“I still remember it vividly as it was exhilarating. I was 20 years old. My first flight was in a Cessna 172, a four-seat single-engine prop plane,” Brown said. “My instructor in college was with me, along with my supportive, yet reluctant father in the backseat. We took off out of Long Island and flew to Greenwich, Connecticut. I was on top of the world. I could not believe that my view was the sky.”
To make her dream a reality, she had to work two jobs to pay for college and for flight training. She even asked her family for money at one point, promising she would pay them back after.
Tahirah Brown, our first African American woman pilot, shares how hard work, creativity, determination, and mentors helped her build her “office in the sky.” Read more: https://t.co/q8RP6GG5Xj pic.twitter.com/wCQ90J2nn7
— FedEx (@FedEx) February 7, 2018
Brown credits another history maker for helping her on her career path.

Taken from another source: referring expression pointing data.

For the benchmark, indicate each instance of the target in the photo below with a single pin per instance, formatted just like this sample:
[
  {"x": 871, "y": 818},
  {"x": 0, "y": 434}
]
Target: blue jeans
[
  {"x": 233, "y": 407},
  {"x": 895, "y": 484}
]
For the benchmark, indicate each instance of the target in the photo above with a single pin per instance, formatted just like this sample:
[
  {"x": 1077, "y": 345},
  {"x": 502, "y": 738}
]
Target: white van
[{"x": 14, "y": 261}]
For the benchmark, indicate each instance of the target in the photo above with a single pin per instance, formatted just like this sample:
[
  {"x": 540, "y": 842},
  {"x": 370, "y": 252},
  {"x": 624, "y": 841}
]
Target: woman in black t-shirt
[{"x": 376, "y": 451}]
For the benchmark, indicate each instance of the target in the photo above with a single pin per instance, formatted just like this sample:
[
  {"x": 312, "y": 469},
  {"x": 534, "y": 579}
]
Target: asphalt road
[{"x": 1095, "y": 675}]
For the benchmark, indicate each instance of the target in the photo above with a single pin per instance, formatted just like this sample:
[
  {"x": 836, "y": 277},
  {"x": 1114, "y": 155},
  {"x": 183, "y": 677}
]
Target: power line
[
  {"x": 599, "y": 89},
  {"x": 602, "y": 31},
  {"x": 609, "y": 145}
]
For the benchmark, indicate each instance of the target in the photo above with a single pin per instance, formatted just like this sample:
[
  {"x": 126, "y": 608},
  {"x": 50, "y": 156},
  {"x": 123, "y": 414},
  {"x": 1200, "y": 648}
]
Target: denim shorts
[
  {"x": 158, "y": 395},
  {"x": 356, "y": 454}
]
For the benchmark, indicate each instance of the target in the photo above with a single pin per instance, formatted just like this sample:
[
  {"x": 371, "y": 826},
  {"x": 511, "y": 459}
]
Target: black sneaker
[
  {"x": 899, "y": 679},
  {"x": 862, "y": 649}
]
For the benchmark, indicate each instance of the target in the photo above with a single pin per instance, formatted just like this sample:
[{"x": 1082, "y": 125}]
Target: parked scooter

“I met Bill Norwood, the first black pilot at United Airlines, while in Tuskegee, Alabama, at Operation Skyhook and he introduced me to OBAP, the Organization of Black Aerospace Professionals,” Brown said. “That introduction provided me with the guidance I needed, and also helped me with scholarships for flight training.”
“I felt like the world had no limits,” Brown said.